Surety arrested over drilling suspect

A SURETY has been arrested for failing to secure the attendance of an accused person, Cosmas Njobvu, a member of the United Party for National Development (UPND), who is

jointly charged for unlawful drilling with his party vice-president for administration Geoffrey Mwamba.
Mwamba, 57, a businessman of Kabulonga and 19 others are charged with unlawful drilling.
When the case came up for mention before principal resident magistrate Mwaka Mikalile, two accused persons Natasha Hamusonde and Njobvu were not present.
She said Hamusonde was excused from attending court because she was asked to appeal on a different date but that a bench warrant was issued against Njobvu which was not retained.
Ms Mikalile asked Njobvu’s surety, Obey Habeenzu, to explain why he was not in court and told her that he was still at large and that he has failed to trace him.
Mr Habeenzu was ordered by the court to look for Njobvu within two weeks but has failed to do so for two months now.
She said Mr Habeenzu will have to pay K10,000 as part of the bail conditions or in default three months imprisonment.
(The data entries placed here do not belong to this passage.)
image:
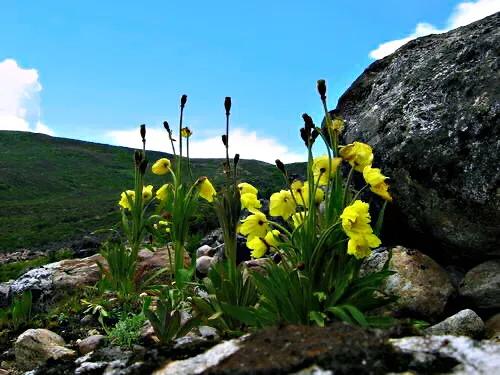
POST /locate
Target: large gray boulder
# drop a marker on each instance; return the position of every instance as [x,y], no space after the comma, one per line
[431,111]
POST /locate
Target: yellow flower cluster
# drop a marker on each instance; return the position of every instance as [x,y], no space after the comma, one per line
[356,224]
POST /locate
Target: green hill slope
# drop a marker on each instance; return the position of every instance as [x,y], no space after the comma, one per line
[53,190]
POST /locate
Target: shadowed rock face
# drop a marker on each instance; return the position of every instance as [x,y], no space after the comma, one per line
[431,112]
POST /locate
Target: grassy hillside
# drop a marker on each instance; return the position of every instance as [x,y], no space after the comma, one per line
[53,190]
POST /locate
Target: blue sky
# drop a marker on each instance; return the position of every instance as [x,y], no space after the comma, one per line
[95,70]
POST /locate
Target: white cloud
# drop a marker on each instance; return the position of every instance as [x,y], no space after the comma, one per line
[248,144]
[20,99]
[463,14]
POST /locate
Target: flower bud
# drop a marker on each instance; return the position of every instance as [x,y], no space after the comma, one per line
[322,88]
[227,105]
[280,166]
[183,100]
[143,166]
[167,127]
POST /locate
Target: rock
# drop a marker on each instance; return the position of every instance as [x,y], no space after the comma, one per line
[90,344]
[423,287]
[53,281]
[492,326]
[203,264]
[463,323]
[204,250]
[430,111]
[35,346]
[481,285]
[471,356]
Particulars of the offence are that Mwamba, on unknown dates but between February 13 and February 27, 2016 in Lusaka, jointly and whilst acting together with other persons unknown, without the permission from the President, did train or drill Sam Tembo, Elan Tembo, Cosmas Njobvu, Sofot Francis and Natasha Hamusonde to the use of arms or the practice of military exercises, movements or evolutions.
Others jointly charged with Mwamba in the first count are Clement Phiri, Conwell Simwika, Moses Chilufya, Justin Banda, Gift Kalunga, Chosha Mwanza, Henry Chilufya, Lovewell Mwansa, Edgar Kasokwe, Gerald Mtonga, Paul Daka, Philip Muyende, Michael Muvunda and Alex Mulenga.
In the second count, Sam Tembo and 18 others, jointly and whilst acting together with other persons unknown, did assemble on February 27, 2016, in Lusaka, without the permission of the President to be trained or drilled, to the use of arms or the practice of military exercise, movements or evolutions.